In the story, individual moral failures are dealt with, such as Hamilton’s affair with Maria Reynolds. Much is also made of slavery as a systemic evil in “Cabinet Battle #1.” Eliza returns to it again in the final song “Who Lives, Who Dies, Who Tells Your Story.” But beyond that the moral arguments of Hamilton are relatively limited. To some extent, this is likely a function of the genre. It is easier to delve into these sorts of cultural issues in detail in a series like the HBO miniseries on John Adams than it is in a musical.
That said, other musicals have been able to strongly evoke a shared way of life and the remarkable influence that such norms and public virtues can exert on a place. Fiddler on the Roof comes to mind. Les Miserables, one of Miranda’s inspirations, is also an interesting case here as the signature moral acts of the story are often one-off decisions made by central characters, much as in Hamilton. But whereas in Les Miserables those decisions accumulate over time to transform characters in stunning ways and create small worlds marked by those transformations, in Hamilton the characters do not change that much over the course of the story.
The Burr we meet in “Aaron Burr, Sir” is not that different from the Burr of the opening lines of “The World Was Wide Enough.” To be sure, Burr is deeply affected by Hamilton’s death in that same song, yet even there the transformation of Burr seems to be confined to an internal realm—his public life is changed due to factors wholly outside his control, which is a striking departure from the fates of Valjean and Javert after similarly shattering moral experiences in Les Miserables.

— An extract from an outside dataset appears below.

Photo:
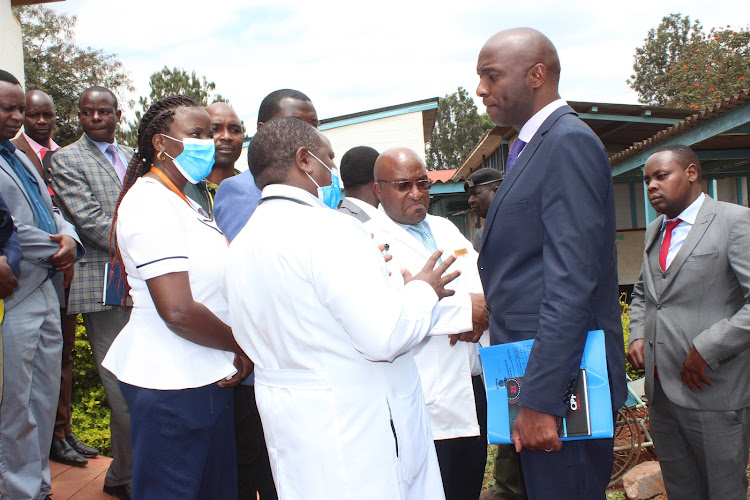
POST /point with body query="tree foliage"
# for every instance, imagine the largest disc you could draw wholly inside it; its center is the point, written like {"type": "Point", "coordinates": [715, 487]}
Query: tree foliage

Meritocracy, Genius, and Public Life
For Hamilton, the drama and power of the story is in the complete picture of characters we are given from the moment of their introduction and as we see how those already-realized characters respond to a radically unstable, rapidly changing world around them. We know who Hamilton is after the first song, who Burr is after the second, and who Eliza and Angelica are after their first few songs. The drama of Hamilton isn’t in seeing these characters change, but in seeing how these relatively static characters face tremendous adversity and, in true American fashion, overcome it.
Because Miranda’s characters are so good and because the music and lyrics are fantastic, it works quite well. And in reflecting the meritocratic tendencies near the heart of the American project, it helps to explain the enduring appeal of that project, particularly to people who in other more traditional societies would have been permanently on the margins. Hamilton is, indeed, a very good answer to the question of how someone like an MLK could speak in such grandiose terms about the rights enshrined in America’s founding documents even after a lifetime of abuse and mistreatment at the hands of the government established by those documents.
Yet the musical is also marked by (to say “suffers from” would be too harsh) a strange sort of individualism that doesn’t reckon with one of our republic’s most foundational questions: Can an individualistic meritocracy work without a general set of shared norms and public virtues that shape a place and sustain the structures that allow individual geniuses, like Hamilton, to flourish? This is a question that concerned men like Adams greatly. In Miranda’s telling, it seems to have not bothered Hamilton at all.
Perhaps an answer to such a large question is too much to expect of a musical. But the fact that I’m asking it at all suggests, first, that Miranda’s work does answer other challenging questions and that its quality is such that it doesn’t seem absurd to think it could address other complex questions as well. Ultimately, then, whatever criticisms we might make of Hamilton are tacitly noting the sheer genius of Miranda.